Not to judge, but there is a segment of people who absolutely love
lexers and parsers, and will jump at the chance to re-invent a
poorly-thought-out custom syntax for the simplest of jobs. Then the rest
of us have to scratch our heads at how to parse those things and how to
implement basic tools like code walkers and syntax highlighters. So
based on both principle (complexity budget) and repeated experience, I'd
be strongly in favor of having very simple core S-exps, building any
complex types by nesting those, and banhammering all custom lexer
extensions in the format :) Let people keep any lexer extensions in
their own Lisp code, where they are the only ones who will have to deal
with them.

> I dimly recall being impressed by Erlang's binary literal syntax, let me
> do some research and try to remember why...
>
> https://forfunand.wordpress.com/2011/10/10/why-erlangs-binary-syntax-is-awesome/

That is quite impressive as a pattern-matching language.

> I guess the options are:
>
> 1) Hexadecimal
> 2) Strings with quoting for unprintable/delimiter characters
> 3) base64 or similar
> 4) Some hybrid, where the contents of a bytevector literal are a series
> of lexically distinguishable segments that could use any of the above,
> and are concatenated together. Might even drop the quoting in strings
> and force any non-printable or delimter characters to drop out of string
> mode and go in hex. #u8("This is a null-terminated string" 0). #u8("This
> is an embedded block of really random entropy: "
> :GSVGxo89Ab6QX4D8l9KWzQ== " - I hope you like it.") - where I have
> purely arbitrarily chosen ':' as a prefix to base64 values to
> distinguish them from hex values.
>
> (2) makes bits of a bytevector that happen to also be valid ascii or
> utf-8 text "readable", but is more complicated to generate/parse and
> ends up as a worse form of (1) for very unprintable stuff.

The thing is that character encoding is easily messed up by running
"iconv". (This problem concerns ordinary strings too.)

Permitting arbitrary text strings in bytevector literals may be
desirable (I don't really have an opinion) but if it's permitted, I'd
suggest limiting the characters set to printable ASCII which is hard to
mess up via charset conversion and text editing.
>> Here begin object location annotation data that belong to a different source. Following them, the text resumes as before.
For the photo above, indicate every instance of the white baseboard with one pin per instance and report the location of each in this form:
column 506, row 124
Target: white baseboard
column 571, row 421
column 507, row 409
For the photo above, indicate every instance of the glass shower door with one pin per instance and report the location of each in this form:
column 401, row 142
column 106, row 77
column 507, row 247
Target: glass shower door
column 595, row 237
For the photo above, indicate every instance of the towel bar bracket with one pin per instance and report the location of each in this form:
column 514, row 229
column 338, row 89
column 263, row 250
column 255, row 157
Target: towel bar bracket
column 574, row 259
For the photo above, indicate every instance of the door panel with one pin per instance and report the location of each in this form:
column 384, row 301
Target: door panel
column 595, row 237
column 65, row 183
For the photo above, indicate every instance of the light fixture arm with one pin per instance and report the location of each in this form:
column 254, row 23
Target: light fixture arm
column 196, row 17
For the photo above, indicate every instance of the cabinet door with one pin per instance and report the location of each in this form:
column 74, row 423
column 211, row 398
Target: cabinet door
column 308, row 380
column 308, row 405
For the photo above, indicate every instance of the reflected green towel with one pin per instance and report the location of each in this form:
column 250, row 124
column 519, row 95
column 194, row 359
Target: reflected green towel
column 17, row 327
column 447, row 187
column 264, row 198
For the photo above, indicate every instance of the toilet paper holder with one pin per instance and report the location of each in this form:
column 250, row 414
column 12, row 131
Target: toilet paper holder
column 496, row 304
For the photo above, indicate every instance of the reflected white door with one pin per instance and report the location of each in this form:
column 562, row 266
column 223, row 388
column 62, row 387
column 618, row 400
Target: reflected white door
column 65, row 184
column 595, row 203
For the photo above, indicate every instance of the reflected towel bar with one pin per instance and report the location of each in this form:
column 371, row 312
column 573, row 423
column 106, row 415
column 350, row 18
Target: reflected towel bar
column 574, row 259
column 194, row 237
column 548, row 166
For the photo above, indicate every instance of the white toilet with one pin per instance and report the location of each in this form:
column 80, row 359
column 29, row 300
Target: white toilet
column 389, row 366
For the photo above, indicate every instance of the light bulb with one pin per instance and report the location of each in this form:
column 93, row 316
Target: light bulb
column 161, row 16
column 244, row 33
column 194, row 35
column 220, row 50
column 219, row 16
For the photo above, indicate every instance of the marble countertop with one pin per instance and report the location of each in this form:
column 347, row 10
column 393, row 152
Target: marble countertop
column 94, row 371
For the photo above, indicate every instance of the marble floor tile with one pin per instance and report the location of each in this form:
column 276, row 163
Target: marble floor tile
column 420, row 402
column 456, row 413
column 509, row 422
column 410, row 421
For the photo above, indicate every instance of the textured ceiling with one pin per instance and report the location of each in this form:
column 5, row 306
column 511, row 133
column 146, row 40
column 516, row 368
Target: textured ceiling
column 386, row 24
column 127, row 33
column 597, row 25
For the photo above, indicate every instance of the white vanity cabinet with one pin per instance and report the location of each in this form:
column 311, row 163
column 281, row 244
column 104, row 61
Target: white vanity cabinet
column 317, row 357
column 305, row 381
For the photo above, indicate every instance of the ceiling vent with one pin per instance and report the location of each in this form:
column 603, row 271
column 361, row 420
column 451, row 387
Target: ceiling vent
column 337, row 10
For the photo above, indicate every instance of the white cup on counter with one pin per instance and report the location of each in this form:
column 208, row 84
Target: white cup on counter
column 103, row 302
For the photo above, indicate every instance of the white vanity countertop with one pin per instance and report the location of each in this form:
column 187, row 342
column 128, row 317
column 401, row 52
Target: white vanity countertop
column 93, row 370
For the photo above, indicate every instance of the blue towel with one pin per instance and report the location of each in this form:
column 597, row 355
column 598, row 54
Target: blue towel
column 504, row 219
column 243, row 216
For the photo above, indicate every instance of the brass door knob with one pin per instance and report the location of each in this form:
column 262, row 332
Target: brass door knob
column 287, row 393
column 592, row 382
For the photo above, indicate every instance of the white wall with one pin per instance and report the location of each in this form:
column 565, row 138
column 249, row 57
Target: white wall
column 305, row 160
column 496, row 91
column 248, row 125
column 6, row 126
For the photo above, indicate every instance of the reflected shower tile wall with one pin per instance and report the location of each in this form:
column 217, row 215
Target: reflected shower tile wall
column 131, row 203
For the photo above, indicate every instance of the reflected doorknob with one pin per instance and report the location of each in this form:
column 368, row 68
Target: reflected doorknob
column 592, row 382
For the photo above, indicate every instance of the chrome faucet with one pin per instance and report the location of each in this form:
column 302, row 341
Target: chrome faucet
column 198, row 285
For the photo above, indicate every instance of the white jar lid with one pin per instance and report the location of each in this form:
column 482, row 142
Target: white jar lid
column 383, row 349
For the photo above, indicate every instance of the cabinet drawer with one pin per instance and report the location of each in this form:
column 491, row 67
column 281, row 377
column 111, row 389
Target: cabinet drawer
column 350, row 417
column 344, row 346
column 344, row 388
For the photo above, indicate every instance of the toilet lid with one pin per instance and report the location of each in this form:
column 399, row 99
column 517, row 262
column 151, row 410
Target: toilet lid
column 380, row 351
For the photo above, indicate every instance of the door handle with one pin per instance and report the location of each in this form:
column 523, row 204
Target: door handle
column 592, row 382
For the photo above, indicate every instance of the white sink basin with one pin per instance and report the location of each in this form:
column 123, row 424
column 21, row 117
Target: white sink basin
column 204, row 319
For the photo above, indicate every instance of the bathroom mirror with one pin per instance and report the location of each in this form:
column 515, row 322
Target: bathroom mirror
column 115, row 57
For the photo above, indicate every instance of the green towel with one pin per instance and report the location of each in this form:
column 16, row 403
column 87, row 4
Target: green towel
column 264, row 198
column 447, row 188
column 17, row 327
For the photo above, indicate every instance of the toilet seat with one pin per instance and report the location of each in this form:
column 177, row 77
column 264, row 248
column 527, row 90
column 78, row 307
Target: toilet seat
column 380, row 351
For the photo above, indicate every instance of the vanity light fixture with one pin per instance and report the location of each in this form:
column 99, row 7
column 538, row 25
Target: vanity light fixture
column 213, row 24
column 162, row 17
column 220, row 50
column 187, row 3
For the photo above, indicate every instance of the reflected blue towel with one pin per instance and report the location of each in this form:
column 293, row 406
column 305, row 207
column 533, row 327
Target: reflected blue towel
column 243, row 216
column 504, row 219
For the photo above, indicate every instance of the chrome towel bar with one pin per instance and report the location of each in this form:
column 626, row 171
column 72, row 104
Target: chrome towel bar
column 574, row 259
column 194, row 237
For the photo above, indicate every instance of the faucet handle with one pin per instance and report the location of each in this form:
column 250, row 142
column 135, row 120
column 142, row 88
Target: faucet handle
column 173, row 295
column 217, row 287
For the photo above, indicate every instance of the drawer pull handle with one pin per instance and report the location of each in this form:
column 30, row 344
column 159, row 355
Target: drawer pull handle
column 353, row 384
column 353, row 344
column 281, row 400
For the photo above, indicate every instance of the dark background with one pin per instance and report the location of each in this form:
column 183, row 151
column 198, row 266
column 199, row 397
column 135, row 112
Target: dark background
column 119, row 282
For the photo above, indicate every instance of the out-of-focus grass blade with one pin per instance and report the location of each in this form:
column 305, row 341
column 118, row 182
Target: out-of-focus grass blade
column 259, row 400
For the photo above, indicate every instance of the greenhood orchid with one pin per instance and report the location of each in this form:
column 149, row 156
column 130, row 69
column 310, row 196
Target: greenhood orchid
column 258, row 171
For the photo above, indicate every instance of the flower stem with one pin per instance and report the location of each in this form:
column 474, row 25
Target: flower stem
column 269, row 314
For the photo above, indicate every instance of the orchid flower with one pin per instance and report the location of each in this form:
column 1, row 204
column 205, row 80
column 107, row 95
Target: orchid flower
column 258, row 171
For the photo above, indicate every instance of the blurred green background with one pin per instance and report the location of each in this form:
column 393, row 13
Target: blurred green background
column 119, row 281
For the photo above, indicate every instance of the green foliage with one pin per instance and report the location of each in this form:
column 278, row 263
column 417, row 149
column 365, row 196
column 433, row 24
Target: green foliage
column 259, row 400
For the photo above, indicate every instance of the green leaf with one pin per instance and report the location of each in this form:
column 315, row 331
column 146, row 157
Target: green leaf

> (3) is dense and simple to process for machines, but is totally
> meaningless to humans.

Then again, hex is almost as meaningless unless you have ascended :)
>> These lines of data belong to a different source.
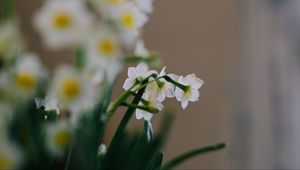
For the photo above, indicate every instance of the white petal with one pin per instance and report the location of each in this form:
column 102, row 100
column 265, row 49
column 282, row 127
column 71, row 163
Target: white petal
column 179, row 94
column 147, row 116
column 184, row 104
column 194, row 95
column 197, row 83
column 128, row 83
column 132, row 72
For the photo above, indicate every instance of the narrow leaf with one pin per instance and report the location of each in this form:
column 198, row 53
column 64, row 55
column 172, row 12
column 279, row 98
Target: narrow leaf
column 176, row 161
column 155, row 164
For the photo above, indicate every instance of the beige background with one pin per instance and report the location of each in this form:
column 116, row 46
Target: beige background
column 193, row 36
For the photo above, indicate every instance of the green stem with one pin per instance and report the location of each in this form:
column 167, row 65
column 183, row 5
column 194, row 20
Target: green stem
column 121, row 128
column 171, row 164
column 145, row 108
column 181, row 86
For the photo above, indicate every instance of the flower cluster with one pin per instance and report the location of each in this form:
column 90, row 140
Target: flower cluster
column 161, row 86
column 57, row 118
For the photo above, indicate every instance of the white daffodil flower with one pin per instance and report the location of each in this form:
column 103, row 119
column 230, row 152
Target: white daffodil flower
column 10, row 155
column 163, row 89
column 153, row 103
column 138, row 73
column 130, row 20
column 107, row 7
column 145, row 5
column 28, row 73
column 72, row 91
column 192, row 93
column 58, row 137
column 63, row 23
column 103, row 55
column 10, row 40
column 140, row 49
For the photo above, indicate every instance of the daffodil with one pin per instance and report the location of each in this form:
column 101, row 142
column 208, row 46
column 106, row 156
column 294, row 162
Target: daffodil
column 130, row 21
column 161, row 88
column 63, row 23
column 58, row 137
column 140, row 49
column 29, row 71
column 70, row 91
column 10, row 155
column 191, row 94
column 103, row 54
column 151, row 102
column 10, row 40
column 144, row 5
column 136, row 74
column 107, row 8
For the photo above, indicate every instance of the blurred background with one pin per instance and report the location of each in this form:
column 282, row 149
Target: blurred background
column 247, row 52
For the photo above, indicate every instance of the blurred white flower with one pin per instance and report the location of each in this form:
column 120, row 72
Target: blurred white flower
column 71, row 91
column 138, row 73
column 130, row 21
column 163, row 89
column 151, row 102
column 63, row 23
column 58, row 137
column 103, row 54
column 192, row 93
column 102, row 149
column 140, row 49
column 28, row 74
column 10, row 40
column 144, row 5
column 107, row 7
column 10, row 155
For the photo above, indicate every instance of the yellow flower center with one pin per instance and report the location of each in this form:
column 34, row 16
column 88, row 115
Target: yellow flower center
column 107, row 47
column 5, row 163
column 62, row 20
column 114, row 2
column 128, row 20
column 62, row 139
column 70, row 88
column 26, row 80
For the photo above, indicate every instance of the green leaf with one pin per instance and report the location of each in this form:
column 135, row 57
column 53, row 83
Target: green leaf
column 181, row 158
column 148, row 131
column 155, row 164
column 117, row 139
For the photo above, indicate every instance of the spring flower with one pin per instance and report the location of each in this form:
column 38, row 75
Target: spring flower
column 103, row 54
column 58, row 137
column 29, row 72
column 144, row 5
column 10, row 40
column 140, row 49
column 107, row 7
column 130, row 20
column 63, row 23
column 10, row 155
column 192, row 93
column 162, row 88
column 138, row 73
column 102, row 150
column 71, row 91
column 151, row 102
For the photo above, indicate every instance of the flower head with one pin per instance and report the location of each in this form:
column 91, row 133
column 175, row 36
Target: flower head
column 58, row 137
column 152, row 102
column 161, row 88
column 192, row 93
column 29, row 72
column 63, row 23
column 135, row 74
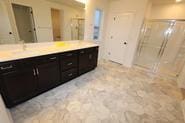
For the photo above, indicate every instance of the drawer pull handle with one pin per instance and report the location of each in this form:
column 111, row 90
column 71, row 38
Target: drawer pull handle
column 70, row 74
column 69, row 54
column 6, row 68
column 53, row 58
column 82, row 52
column 90, row 56
column 34, row 72
column 69, row 64
column 37, row 71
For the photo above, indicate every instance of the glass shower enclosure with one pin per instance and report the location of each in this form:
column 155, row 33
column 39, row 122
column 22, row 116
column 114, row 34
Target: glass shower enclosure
column 162, row 46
> (1) is like a watered down form of (3), a little easier for humans to
> make some sense of (as a kid hacking around under MS-DOS, I quickly
> learnt to read some parts of x86 machine code in hex... the phrase "CD
> 21" is forever burned into my memory)

Yes. Hex is like decaffeinated base64.

> (4) is probably optimal from a human readability perspective, IF the
> encoder makes smart choices about what encodings to use where, but is
> the most complicated to implement.

The challenge is to keep the bit density of hex or base64 while also
permitting human-readable ASCII strings to be interspersed with them.

The obvious one doesn't work: #u8("hello" "0d0a" "world")

We could invent a prefix for hex strings, but that's a bit dodgy:

#u8("hello" #"0d0a" "world")
#u8("hello" #u8"0d0a" "world")

Or just give up with bit density and go back to Scheme hex numbers:

#u8("hello" #x0d #x0a "world")

The thing is that readability and parsing speed also suffer. The lost
bit density is a lesser problem than those IMHO.